Pense em John McCarthy, o matemático e cientista informático que cunhou o termo “inteligência artificial”. No final da década de 1950, enquanto estava no MIT, liderou um dos primeiros grupos de IA e desenvolveu o Lisp, uma linguagem de programação ainda hoje utilizada em computação científica e aplicações de IA. Na época, a IA prática parecia distante. Mas esse trabalho fundamental inicial lançou as bases para o mundo movido por IA que temos atualmente.
Após o entusiasmo inicial dos anos 1950 aos anos 1970, o interesse por redes neurais — uma das principais arquiteturas de IA de hoje, inspirada no cérebro humano — declinou durante os chamados “invernos da IA” do final dos anos 1990 e início dos anos 2000. Dados limitados, poder computacional inadequado e lacunas teóricas dificultavam o avanço da área. Ainda assim, investigadores como Geoffrey Hinton e John Hopfield perseveraram. Hopfield, hoje laureado com o Nobel da Física em 2024, apresentou pela primeira vez o seu modelo inovador de rede neural em 1982, num artigo publicado nos Anais da Academia Nacional de Ciências dos Estados Unidos.

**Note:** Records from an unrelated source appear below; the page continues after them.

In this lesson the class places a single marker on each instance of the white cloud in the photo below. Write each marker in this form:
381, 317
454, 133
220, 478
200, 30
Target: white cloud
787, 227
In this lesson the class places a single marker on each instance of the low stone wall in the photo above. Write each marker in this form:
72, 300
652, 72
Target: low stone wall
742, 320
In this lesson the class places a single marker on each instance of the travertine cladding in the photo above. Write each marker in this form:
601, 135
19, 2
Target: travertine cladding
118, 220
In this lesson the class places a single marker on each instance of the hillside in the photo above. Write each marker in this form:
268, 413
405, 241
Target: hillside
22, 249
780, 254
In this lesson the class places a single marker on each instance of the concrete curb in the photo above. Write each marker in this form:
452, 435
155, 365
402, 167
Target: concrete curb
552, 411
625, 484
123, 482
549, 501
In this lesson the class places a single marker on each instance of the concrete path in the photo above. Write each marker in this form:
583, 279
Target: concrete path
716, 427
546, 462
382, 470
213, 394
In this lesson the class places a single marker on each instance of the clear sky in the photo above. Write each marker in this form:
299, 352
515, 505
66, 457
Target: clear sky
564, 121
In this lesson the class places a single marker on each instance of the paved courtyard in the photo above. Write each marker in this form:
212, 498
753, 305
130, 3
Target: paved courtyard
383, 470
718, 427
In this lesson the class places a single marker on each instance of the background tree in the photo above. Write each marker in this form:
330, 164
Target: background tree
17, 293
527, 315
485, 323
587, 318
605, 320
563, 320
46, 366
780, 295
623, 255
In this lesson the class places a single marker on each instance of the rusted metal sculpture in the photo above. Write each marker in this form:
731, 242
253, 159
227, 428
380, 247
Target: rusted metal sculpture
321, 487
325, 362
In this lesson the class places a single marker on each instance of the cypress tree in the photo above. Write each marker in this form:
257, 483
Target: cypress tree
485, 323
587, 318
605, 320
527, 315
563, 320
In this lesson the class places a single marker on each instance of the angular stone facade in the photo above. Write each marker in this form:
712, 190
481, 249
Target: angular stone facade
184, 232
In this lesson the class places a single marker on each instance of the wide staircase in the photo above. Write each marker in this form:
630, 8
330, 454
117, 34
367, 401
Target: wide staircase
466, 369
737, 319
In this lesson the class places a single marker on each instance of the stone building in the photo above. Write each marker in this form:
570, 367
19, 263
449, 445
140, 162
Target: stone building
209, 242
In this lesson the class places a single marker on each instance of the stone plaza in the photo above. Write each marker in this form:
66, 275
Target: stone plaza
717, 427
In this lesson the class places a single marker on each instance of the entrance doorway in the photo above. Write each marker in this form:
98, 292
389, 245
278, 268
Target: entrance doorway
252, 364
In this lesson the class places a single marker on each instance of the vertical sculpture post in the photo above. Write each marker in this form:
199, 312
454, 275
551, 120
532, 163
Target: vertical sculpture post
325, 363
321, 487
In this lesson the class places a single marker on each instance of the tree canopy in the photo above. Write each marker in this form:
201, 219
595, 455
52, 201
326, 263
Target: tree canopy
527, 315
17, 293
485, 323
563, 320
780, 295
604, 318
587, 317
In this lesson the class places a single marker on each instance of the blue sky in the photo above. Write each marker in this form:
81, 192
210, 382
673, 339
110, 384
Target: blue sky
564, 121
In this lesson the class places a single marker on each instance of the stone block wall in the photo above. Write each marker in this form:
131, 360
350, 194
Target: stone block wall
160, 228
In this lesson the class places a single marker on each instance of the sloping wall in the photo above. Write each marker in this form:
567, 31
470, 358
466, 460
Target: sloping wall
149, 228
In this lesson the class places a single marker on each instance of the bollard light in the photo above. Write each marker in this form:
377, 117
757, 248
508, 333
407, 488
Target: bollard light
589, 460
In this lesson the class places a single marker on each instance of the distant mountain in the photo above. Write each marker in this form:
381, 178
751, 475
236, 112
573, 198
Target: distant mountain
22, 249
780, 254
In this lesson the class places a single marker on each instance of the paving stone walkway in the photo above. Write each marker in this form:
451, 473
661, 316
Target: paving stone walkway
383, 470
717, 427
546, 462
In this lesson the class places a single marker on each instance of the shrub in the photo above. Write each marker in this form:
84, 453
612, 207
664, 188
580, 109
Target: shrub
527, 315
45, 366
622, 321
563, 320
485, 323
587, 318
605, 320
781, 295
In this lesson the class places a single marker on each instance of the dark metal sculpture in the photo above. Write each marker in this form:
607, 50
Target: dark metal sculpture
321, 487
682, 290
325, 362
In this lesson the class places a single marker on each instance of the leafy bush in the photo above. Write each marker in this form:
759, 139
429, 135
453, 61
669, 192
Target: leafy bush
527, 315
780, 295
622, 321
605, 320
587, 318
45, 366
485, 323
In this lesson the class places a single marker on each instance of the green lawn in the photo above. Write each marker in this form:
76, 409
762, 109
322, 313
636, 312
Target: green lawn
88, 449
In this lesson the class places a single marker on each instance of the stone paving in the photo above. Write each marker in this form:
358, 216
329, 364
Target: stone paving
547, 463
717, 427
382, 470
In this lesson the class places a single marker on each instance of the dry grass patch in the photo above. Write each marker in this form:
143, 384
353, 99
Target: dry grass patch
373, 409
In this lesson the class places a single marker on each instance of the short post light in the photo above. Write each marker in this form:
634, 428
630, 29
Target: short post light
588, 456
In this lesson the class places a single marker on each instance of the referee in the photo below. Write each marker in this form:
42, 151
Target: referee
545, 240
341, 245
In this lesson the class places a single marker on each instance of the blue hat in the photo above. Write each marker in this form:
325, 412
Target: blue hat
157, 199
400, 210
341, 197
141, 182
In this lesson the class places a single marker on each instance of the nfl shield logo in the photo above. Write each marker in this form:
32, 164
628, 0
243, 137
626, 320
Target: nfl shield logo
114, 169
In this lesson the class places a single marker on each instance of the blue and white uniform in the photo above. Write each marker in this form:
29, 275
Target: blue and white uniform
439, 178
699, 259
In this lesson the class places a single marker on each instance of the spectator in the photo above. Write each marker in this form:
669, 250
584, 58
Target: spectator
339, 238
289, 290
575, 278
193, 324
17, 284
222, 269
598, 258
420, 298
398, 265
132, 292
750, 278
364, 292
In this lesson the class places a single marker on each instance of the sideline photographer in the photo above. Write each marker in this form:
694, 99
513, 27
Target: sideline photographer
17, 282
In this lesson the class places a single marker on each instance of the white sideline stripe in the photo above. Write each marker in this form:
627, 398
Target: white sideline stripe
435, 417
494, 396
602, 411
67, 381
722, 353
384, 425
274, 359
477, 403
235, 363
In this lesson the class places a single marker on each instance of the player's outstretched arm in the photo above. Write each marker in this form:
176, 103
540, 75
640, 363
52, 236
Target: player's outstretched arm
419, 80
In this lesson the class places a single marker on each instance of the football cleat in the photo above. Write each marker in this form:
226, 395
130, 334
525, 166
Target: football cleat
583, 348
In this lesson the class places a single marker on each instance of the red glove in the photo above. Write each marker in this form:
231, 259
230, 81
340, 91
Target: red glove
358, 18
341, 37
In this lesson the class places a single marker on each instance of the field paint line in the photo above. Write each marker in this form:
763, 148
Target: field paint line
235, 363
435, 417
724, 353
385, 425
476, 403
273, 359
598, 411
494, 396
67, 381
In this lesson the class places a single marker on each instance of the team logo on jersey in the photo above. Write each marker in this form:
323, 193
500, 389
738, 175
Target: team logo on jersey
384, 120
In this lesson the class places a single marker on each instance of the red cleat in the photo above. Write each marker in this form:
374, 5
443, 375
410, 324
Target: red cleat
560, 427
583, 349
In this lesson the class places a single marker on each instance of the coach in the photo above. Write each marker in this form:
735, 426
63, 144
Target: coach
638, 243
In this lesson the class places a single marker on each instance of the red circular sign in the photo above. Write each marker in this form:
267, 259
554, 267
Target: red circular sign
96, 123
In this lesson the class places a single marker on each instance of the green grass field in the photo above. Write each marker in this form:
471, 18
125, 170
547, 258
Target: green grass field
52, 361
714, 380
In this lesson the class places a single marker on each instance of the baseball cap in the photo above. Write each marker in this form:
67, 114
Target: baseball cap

O seu trabalho revelou as profundas ligações entre computação coletiva e o comportamento de sistemas magnéticos desordenados. Juntamente com os trabalhos de colegas, incluindo Hinton, que recebeu o Nobel no mesmo ano, essa investigação fundamental lançou as bases para a explosão das tecnologias de aprendizagem profunda (deep learning) que vemos hoje.
Uma das razões pelas quais as redes neurais prosperam atualmente é a unidade de processamento gráfico, ou GPU, originalmente concebida para jogos, mas hoje essencial para operações intensivas em matrizes na IA. Estes chips dependem, por sua vez, de décadas de investigação fundamental em ciência dos materiais e física do estado sólido: materiais com alta constante dielétrica, ligas de silício sob tensão e outros avanços que tornaram possível produzir os transístores mais eficientes. Estamos agora a entrar noutra fronteira, explorando memristores, materiais de mudança de fase e bidimensionais, e dispositivos spintrónicos.
Se está a ler isto num telemóvel ou num portátil, está a segurar o resultado de uma aposta que alguém fez, um dia, movido pela curiosidade. Essa mesma curiosidade continua viva em universidades e laboratórios de investigação, em trabalhos muitas vezes pouco glamorosos, por vezes obscuros, que silenciosamente lançam as bases de revoluções que se irão infiltrar em alguns dos aspetos mais essenciais das nossas vidas daqui a 50 anos. Na principal revista de física onde sou editor, os meus colaboradores e eu vemos o trabalho meticuloso e a dedicação por detrás de cada artigo com que lidamos. A nossa economia moderna, com gigantes como a NVIDIA, a Microsoft, a Apple, a Amazon e a Alphabet, seria inimaginável sem o humilde transístor e sem a paixão pelo conhecimento que alimenta a curiosidade incansável de cientistas como aqueles que o tornaram possível.
O próximo transístor pode nem sequer assemelhar-se a um interruptor. Pode emergir de novos tipos de materiais (como quânticos, híbridos orgânico-inorgânicos ou hierárquicos) ou de ferramentas que ainda nem imaginamos. Mas precisará dos mesmos ingredientes: conhecimento fundamental sólido, recursos e liberdade para perseguir questões em aberto movidas pela curiosidade, colaboração e, sobretudo, o apoio financeiro de quem acredita que o risco vale a pena.